Over the next week, there was a pronounced positive dynamics: the cessation of sternal pain, discomfort in the heart, a decrease in blood pressure, a marked decrease in weakness. The deterioration of the patient's condition was observed on the 8th day of treatment, when blood pressure again increased to 170/100 mm Hg, pulse 75 beats / min, headache, nausea and vomiting appeared. An ECG revealed ischemic changes in the anterior wall of the left ventricle. In addition to the ongoing drug therapy, the patient was treated with the claimed method. The established HLA is donor type A 1.25 B 18.13 DR 01.08, and HLA is patient type A 3.28 B 7.35 DR 01.08. Thus, the set of antigens of HLA-A, HLA-B, HLA-DR of donor cells differed from the set of antigens of HLA-A, HLA-B, HLA-DR of the patient (recipient) in 4 antigens from 6 antigens. Mononuclear cells were injected at a dose of 5.5 × 10 ⁶ cells / kg body weight once, by intravenous infusion for 2 hours at a rate of 10 ml / hour. Over the next 2 weeks, the patient's condition improved. Pain in the heart did not bother. An electrocardiographic study revealed an acceleration (more than 1.5 times) in the dynamics of ECG indicators characteristic of the course of acute myocardial infarction. Normalization of the levels of enzymatic activity of the blood also occurred at an accelerated pace. The introduction of cord blood mononuclear cells was repeated 10 days after the first injection. Established HLA is donor type A 1.34 B 40.56 DR 15.13. Thus, the set of antigens of HLA-A, HLA-B, HLA-DR of donor cells differed from the set of antigens of HLA-A, HLA-B, HLA-DR of the patient (recipient) in 6 antigens from 6 antigens. Mononuclear cells were injected at a dose of 5.5 × 10 ⁶ cells / kg body weight once, by intravenous infusion for 2 hours at a rate of 10 ml / hour. An ultrasound examination of the heart on day 20 after the second injection of cells revealed a significant improvement in the contractile activity of the myocardium, a decrease in the degree of dilatation of the heart. Side effects from the application of the claimed method was not observed.

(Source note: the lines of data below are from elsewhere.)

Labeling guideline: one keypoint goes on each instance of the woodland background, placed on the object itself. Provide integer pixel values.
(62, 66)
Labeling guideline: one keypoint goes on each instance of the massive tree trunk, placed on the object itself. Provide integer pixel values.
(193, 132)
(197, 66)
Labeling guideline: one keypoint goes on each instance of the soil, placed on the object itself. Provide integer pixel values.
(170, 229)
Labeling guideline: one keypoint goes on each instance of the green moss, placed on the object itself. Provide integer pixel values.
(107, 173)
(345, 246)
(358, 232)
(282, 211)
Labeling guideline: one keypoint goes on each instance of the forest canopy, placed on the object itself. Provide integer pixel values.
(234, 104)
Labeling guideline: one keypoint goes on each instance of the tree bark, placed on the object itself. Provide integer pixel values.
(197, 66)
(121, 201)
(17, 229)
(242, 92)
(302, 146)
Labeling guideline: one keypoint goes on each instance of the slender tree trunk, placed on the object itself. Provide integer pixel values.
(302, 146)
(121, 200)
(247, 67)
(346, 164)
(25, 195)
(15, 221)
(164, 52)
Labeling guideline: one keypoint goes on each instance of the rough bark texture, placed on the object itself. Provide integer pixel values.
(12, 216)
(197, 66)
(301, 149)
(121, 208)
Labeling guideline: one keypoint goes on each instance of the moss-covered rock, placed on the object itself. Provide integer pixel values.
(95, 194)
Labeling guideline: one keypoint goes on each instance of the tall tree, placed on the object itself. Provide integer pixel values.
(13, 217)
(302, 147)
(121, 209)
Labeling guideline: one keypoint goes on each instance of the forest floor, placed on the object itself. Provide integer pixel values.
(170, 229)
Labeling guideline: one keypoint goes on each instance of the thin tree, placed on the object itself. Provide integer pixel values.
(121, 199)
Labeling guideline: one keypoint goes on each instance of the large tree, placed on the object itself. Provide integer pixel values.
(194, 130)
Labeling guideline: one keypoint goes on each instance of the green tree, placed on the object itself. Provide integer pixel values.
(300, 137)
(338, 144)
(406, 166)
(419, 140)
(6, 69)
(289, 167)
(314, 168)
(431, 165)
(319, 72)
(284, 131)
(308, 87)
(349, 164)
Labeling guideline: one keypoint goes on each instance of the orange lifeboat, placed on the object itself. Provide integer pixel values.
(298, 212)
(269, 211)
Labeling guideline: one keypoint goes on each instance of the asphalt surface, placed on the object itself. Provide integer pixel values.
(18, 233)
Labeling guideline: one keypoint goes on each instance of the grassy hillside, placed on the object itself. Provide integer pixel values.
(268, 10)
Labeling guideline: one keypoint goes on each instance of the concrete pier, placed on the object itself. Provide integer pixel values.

EXAMPLE 3. Treatment of the consequences of acute myocardial infarction.

Patient N., 58 years old. At the age of 50, he suffered the first left ventricular myocardial infarction, about which he was treated in a hospital and then outpatient. Therapy in the hospital was carried out with heparin, nitroglycerin, corinfarum, aspirin. After the extract was recommended constant application hood and propranolol in _^1/2 tablets morning and evening. The patient followed the recommendations, but eight months before this hospitalization he suffered a second myocardial infarction of the posterolateral wall of the left ventricle. It was treated stationary (antiplatelet agents, vasodilators, anticoagulants). After discharge, the patient appeared and began to grow short of breath. Shortness of breath first occurred during physical exertion, and then began to occur at rest. First there was pastility, and then swelling of the lower extremities. Upon admission to the hospital with an echocardiographic study, a significant decrease in the contractility of the myocardium was established, with areas of physical inactivity in places of scarred myocardial tissue. Diagnosis: coronary heart disease (painless form), post-infarction cardiosclerosis, complete blockade of the left bundle branch block. Circulatory failure 2B Art., Ischemic cardiomyopathy. The patient was prescribed furosemide, veroshpiron, propranolol and enalapril. The patient was treated with the claimed method. The established HLA is the type of donor A 1.2 V 40.56 DR 15.13, and the HLA is the type of patient A 1.2 V 18.14 DR 01.08. Thus, the set of antigens of HLA-A, HLA-B, HLA-DR of donor cells differed from the set of antigens of HLA-A, HLA-B, HLA-DR of the patient (recipient) in 4 antigens from 6 antigens. Mononuclear cells of umbilical cord blood were injected in an amount of 8 × 10 ⁶ cells / kg body weight by intravenous infusion. 30 days after the introduction of cells, the patient noted an improvement, shortness of breath at rest disappeared, the dose of diuretics was halved. According to the data of an ultrasound scan of the heart (echocardiography), performed a month after the introduction of the cells, the final diastolic volume of the left ventricle decreased from 210 to 186 ml, the ejection fraction increased from 35 to 45%. The functional class of heart failure according to the classification of the New York Heart Association (NYHA) has changed from III-IV to II-III.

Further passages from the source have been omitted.